O Regresso é obra de arte para diferentes gostos

O Regresso levou três Oscars, entre eles, diretor e ator

Avaliação do Editor

9.0
Avaliação 9.0

O crítico Marcelo Leme comenta sobre o filme O Regresso, que levou os Oscars de Melhor Diretor (Alejandro González Iñárritu, Melhor Ator (Leonardo DiCaprio) e Melhor Fotografia (Emmanuel Lubezki).

Ao final da sessão de O Regresso, duas ou três cenas ficarão guardadas na memória. A fotografia, aqui, tem a função de destacar a natureza e sua selvageria. As cenas marcantes, então, se baseiam nas captações do fotógrafo, em suas percepções do mundo em volta. Alejandro González Iñárritu, o diretor vencedor do Oscar 2016 por este filme, explora a arte de seus quadros e se aprofunda em longos planos, destacando seu protagonista frente a uma avalanche de tragédias.

No meio selvagem, entre homens e animais ferozes, os mais fortes sobrevivem. É a seleção natural. Mas, aqui, algo vai muito além: a motivação para se manter vivo; ou melhor, não se trata exatamente de se manter vivo, mas de ter a oportunidade de se vingar, ainda que isso custe a própria vida.

Leonardo DiCaprio levou o Oscar pelo papel
Leonardo DiCaprio levou o Oscar pelo papel

A contextualização é basicamente essa: Hugh Glass (Leonardo DiCaprio) e seu filho são os únicos sobreviventes de uma tribo. Ambos trabalham para um grupo de caçadores de pele. Em uma de suas buscas, enfrentam nativos americanos que os ataca impiedosamente. Nessa cena, um longuíssimo plano. Um exibicionismo estético? Que seja. O fato é que é extraordinário. Poucos sobreviventes lutam para se salvar em meio a um inverno brutal, em 1823. Sacrifícios são feitos em benefício da sobrevivência.

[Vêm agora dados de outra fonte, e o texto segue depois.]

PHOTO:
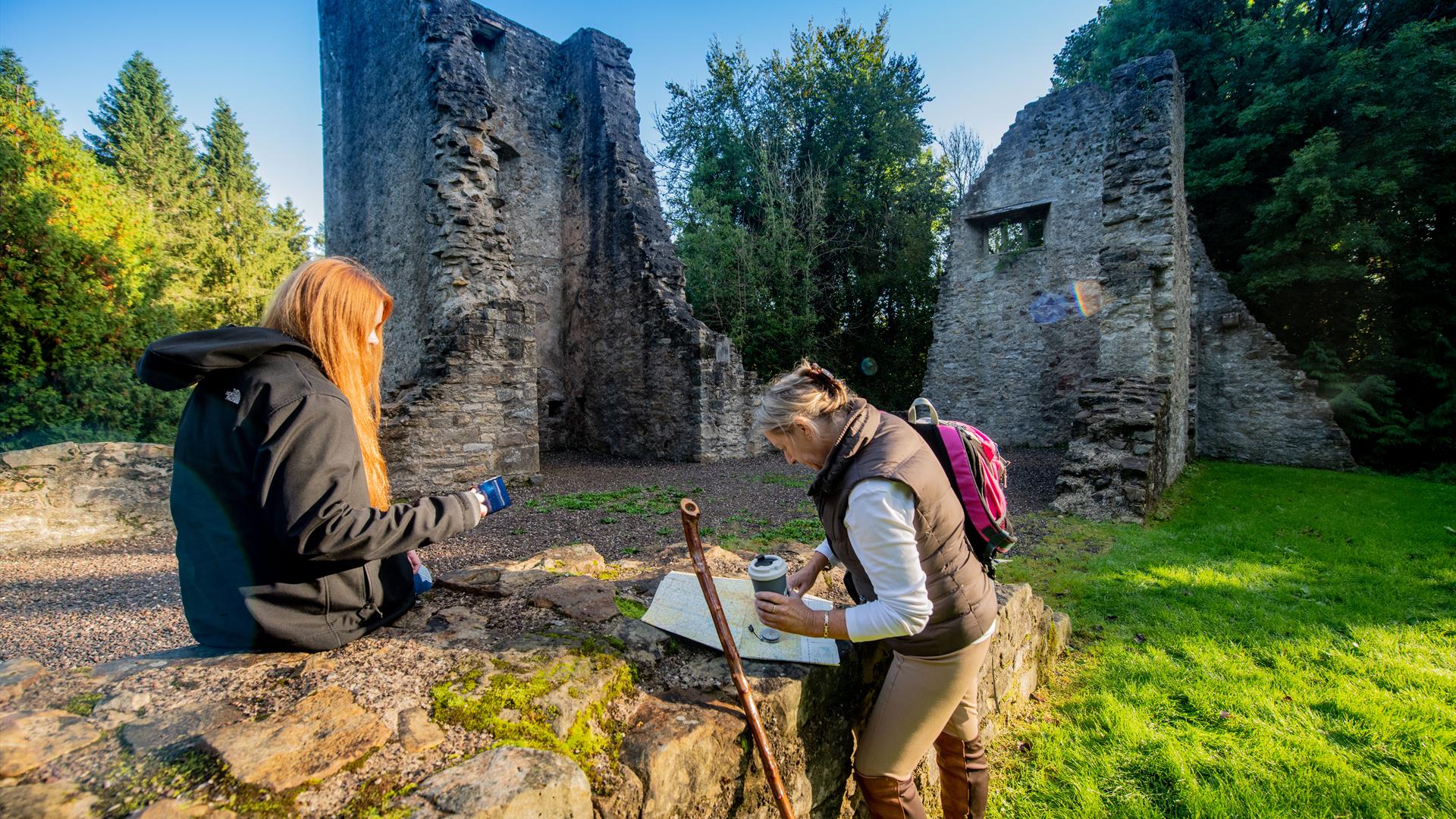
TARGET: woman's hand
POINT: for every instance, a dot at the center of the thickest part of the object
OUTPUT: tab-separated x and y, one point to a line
788	613
804	579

Mas há que custo são feitos? É uma discussão que o roteiro abre, mas não se aprofunda por opção. Felizmente.

Em determinada cena, uma que não demora a acontecer, um urso aparece e avança cruelmente sobre Hugh. Uma longa cena, difícil de ser apreciada. Violenta. Brutal. Outro plano sequência. É para ficar na memória. O resultado são ferimentos gravíssimos. Fisicamente Hugh Glass parecia estar morto. Em momentos seguintes, quando o roteiro já havia apresentado todos seus personagens e explorado características e funções, outra coisa acontece.

E após outra. E outra. É um filme em que o caos prevalece em sequencias instantes e a beleza rumina por entender que aquilo é parte de uma natureza implacável, como leões e hienas disputando alguma carcaça. Em meio a oponência ratificada, dois grandes atores se sobressaem. Leonardo DiCaprio e Tom Hardy.

Leonardo DiCaprio não vive um de seus melhores papeis, mas atua com competência habitual, o que foi suficiente para lhe render o tão esperado Oscar de Melhor Ator. Já Tom Hardy me chama muito mais atenção. Juntos criam grandes momentos. E o que mais importa é o quanto eles conseguem trazer veracidade aos fatos que para nós é distante e fabulesco. Nesse sentido, ambos são funções para um filme que não frisa os personagens, mas o contexto o qual vivem. É por isso que a atmosfera sempre pesada é insistentemente trabalhada.

O Regresso levou o Oscar de Melhor Fotografia
O Regresso levou o Oscar de Melhor Fotografia

Iñarritu flerta com estereótipos a princípio, mas juntamente a fotografia de Emmanuel Lubezki (outro vencedor do Oscar 2016) e ao roteiro, abandona um possível maniqueísmo quando opõe os nativos e os caçadores de pele de maneira igual. Ambos são enquadrados e representados em tons idênticos numa coloração acinzentada; as personalidades não se diferem e ambos restringem-se a barbárie. Filmado com aproveitamento de luz natural, a cinematografia de O Regresso é um primor.

Só por isso já vale a espiada. Já o filme é longo e por vezes arrastado, mas inegavelmente belo. Tem a proposta de representar uma incrível jornada e a natureza que a cerca. Há nisso tudo um óbvio encantamento, justamente pelo fato da imagem dizer tanto, já que fascina. Em tese é um obra de arte para diferentes gostos, dando margem e motivos para diferentes formas de interpretação e compreensão.